Arizona Star
by Don M. Russell
Trafford Publishing

"The afternoon desert wind was no longer a lady of solicitation for bartered affection; she evolved, transformed into a devilish irritant purely for gratification."

It wouldn’t be entirely false to say the author of this ode to the Old West never met an adjective he didn’t like. His prose, simultaneously formal yet colloquial, shares a family resemblance to the dialogue of Mattie Ross—Charles Portis’s spunky heroine who enlivens the pages of his classic western novel, True Grit. The writing style employed here by Russell—and noted in the book quote that precedes this review—turns something as mundane as a rising wind into insight as eloquent as it is engaging.

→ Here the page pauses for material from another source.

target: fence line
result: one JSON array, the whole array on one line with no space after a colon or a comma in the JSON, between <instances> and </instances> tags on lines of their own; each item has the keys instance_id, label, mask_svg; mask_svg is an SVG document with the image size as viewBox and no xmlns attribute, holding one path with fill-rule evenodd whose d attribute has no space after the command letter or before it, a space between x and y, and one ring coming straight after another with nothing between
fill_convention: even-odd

As his expressive depictions materialize, twirl, and grab readers’ attention like a dust devil rising from the desert, his plot takes a more traditional path. Jake is slow to anger but fast on the draw. He travels from Kansas to Tucson to help his brother defend the latter’s freight line from thieves and outlaws. In so doing, he becomes involved with stalwart lawmen, miscreants, malcontents, gunslingers, an ex-colonel who sees himself as an emperor, and, of course, a beautiful green-eyed blonde with romance on her mind.

While the story weaves its way through stagecoach holdups, shootouts, bar fights, kidnapping and more, the action stays center stage and moves along spiritedly by Russell’s penchant for smile-inducing similes such as, “And some men have a hunger for money that drives them like a bull elk in rutting season.” Historic, geographic, and atmospheric authenticity give Russell’s narrative the feel of a yarn spun by a savvy storyteller. The occasional cliché finds its way into dialogue now and then but not enough to taint this tale that is as long on lyricism as it is on liveliness. Long live westerns like Arizona Star.